Burke Consulting and BERC presented a June 2025 organizational assessment finding Seattle’s Office of Emergency Management is small and leveraged, lags peer cities on funding and outreach FTEs, and should keep independent placement while clarifying roles, training requirements, and EOC activation policy.

Burke Consulting and BERC Consulting presented their Office of Emergency Management (OEM) organizational assessment to the Seattle Public Safety Committee on Jan. 13. Consultants Brian Murphy and Oliver Hearn summarized a March 2025 contract and a June 2025 final report that reviewed OEM’s structure, resources, and readiness.

Murphy said the OEM—moved out of the Seattle Police Department in 2020—is accredited by the Emergency Management Accreditation Program and functions primarily as a coordinating office. He described OEM as "a pretty small department" (about 15–20 full-time equivalents) that is leveraged across the city and therefore sensitive to staffing and funding changes.

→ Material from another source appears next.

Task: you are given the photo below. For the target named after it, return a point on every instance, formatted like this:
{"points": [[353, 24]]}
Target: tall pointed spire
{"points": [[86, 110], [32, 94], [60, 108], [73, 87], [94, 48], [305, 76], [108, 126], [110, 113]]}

Hearn summarized the methodology: literature review, stakeholder interviews, and benchmarking against "pure cities" including Denver, Portland, San Francisco and Vancouver, B.C. He gave two headline findings: "Seattle's OEM receives less funding than pure cities, and other organizations had significantly more community outreach and education FTEs." He also said the proposed 2026 budget includes roughly a $1.2 million increase for OEM.

The consultants recommended keeping OEM as an independent department within the mayor's office while improving operational readiness. Specific recommendations included establishing minimum training requirements for non‑OEM city staff, clarifying EOC activation and COOP expectations, developing a RACI matrix to assign roles and KPIs, increasing communications and community‑facing preparedness capacity, and considering whether limited additional authority to obligate resources in emergencies merits further study.

Committee members pushed for detail. Vice Chair Saka asked whether homelessness response should be embedded in OEM; the presenters said homelessness often appears as an emergency response but is not typically a sustained OEM function. Council member Juarez asked which federal grants OEM relies on; consultants named the region's UASI program and planning/mitigation grants as examples but deferred specifics to OEM staff. Council members Rivera and Lynn emphasized updating COOP plans, neighborhood-level recovery hubs, and increased interdepartmental exercises; presenters recommended more tabletop and activation practice.

Murphy and Hearn stressed that some peer cities house additional functions inside OEM (e.g., 911 in San Francisco), which inflates budget and staffing comparisons. They urged the mayor's office and OEM leadership to meet regularly, adopt clear training expectations, and use the emergency management program strategic plan to prioritize near‑term and long‑term organizational development.

The committee did not take formal action on the report during the meeting. Members signaled intent to follow up in later quarters with the administration and OEM staff on budget allocations, training plans, COOP compliance, and the proposed strategic plan.